Dans l’analyse multivariée, seule anale HPV-39 est resté un facteur prédictif indépendant de AIN 2/3 ou cancer anal, augmentant les chances de plus de 10 fois (OR 10,5, IC 95% 1,12 à 98,7, P = 0,040). Anal HPV-42 détection a été légèrement associée à AIN 2/3 ou le cancer (OR 4,35, IC à 95% 0,88 à 21,35, P = 0,071).

La plupart des stratégies de dépistage ont eu une grande sensibilité et une valeur prédictive négative dans le diagnostic AIN 2/3 ou cancer anal. La sensibilité et la valeur prédictive négative était de 94% et 97,2% pour la cytologie anale anormale seul, 90,4% et 95,8% pour la cytologie anale anormale avec anuscopie, 83% et 76,9% pour un risque élevé HPV génotype, 78,9% et 87,5% pour la cytologie anormale et à haut risque de type HPV, et 100% et 100% pour la cytologie anormale et / ou à haut risque type de VPH. Mais la spécificité (la capacité d’un test à identifier correctement l’absence d’une condition) était de 61% ou moins pour chaque approche, et la valeur prédictive positive était de 39,5% ou moins.

Sur la base de ces résultats, les chercheurs proposent le modèle de dépistage anal lésion / cancer après pour les HSH séropositifs:

— HSH séropositifs devraient être systématiquement testés pour dysplasiques (anormales) lésions avec une cytologie anale et la PCR pour le HPV.

— Si la cytologie est anormale, quelle que soit la catégorie, anuscopie doit être utilisé pour l’évaluation histologique.

— Si la cytologie est normal, le VPH génotypage devrait être fait, et le HPV est le génotype à risque élevé, anuscopie doit être effectué.

Dans les études publiées en Suisse [2], France [3], et dans toute l’Europe [4], les trois analyses identifié CD4 inférieur comptent comme un facteur de risque de cancer anal. L’étude suisse, une comparaison cas-témoins, a identifié trois autres facteurs: tabagisme actuel, les anticorps contre le VPH-16 protéine L1, et des anticorps contre le VPH-16 oncogène E6.

Une étude de 67 HSH séropositifs en France a révélé que le VPH-39, 42, et 53 étaient les types de HPV associés le plus souvent avec des anomalies anales cytologiques (28% à chaque type), suivi par le VPH 16 (25%) [5] . Dans une étude de 586 HSH séropositifs à Madrid, le VPH-39 était le troisième plus répandue à haut risque anal type de HPV (en 23,7%), suite à HPV-16 (42%) et le VPH-51 (24%) [6 ]. Chez les femmes HPV-39 prédit le cancer invasif du col utérin, mais avec moins d’énergie que le VPH-16 ou 18, dans une méta-analyse de 27 études [7].

1. Hidalgo Tenorio C, Rivero Rodriguez M, Gil C, et al.

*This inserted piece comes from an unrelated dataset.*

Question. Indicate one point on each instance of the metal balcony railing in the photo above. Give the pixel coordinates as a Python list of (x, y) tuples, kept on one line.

Prévalence et les facteurs de risque de haut grade néoplasie intraépithéliale (hGln) et le cancer anal chez une cohorte VIH MSM espagnol. 53ème ICAAC. 10-13 septembre 2013. Denver. Abstract H-1532.

2. Bertisch B, Franceschi S, Lise M, et al. Les facteurs de risque pour le cancer anal chez les personnes infectées par le VIH: une étude cas-témoins nichée dans l’étude suisse de cohorte VIH. Am J Epidemiol. 2013 jui 30. Epub ahead of print.

3. Guiguet M, Boue F, Cadranel J, et al. Effet de l’immunodéficience, la charge virale du VIH et la thérapie antirétrovirale sur le risque de tumeurs malignes individuelles (FHDH-ANRS CO4): une étude de cohorte prospective. Lancet Oncol. 2009; 10: 1152-1159.

4. Reekie J, Kosa C, Engsig F, et al. Relation entre le niveau actuel de l’immunodéficience et non immunodéficience acquise tumeurs malignes du syndrome de définition. Cancer. 2010; 116: 5306-5315.

5. Un Damay Fabre J, V Costes et al. Le papillomavirus humain (HPV) prévalence et la distribution de type, et des anomalies cytologiques associées au VPH dans les échantillons anales des hommes infectés par le VIH qui ont des rapports sexuels avec des hommes. J Med Virol. 2010; 82: 592-596.

6. del Amo J, Gonzlez C, Geskus RB, et al. Quels sont les moteurs du nombre de types de papillomavirus humain à haut risque dans le canal anal chez les hommes séropositifs qui ont des rapports sexuels avec des hommes? J Infect Dis. 2013; 207: 1235 à 1.241.

7. Bernard E, Pons-Salort M, Favre M, et al. En comparant les prévalences de papillomavirus humain chez les femmes avec une cytologie normale ou d’un cancer invasif du col utérin pour classer les génotypes en fonction de leur potentiel oncogène: une méta-analyse des études d’observation. BMC Infect Dis. 2013; 13: 373.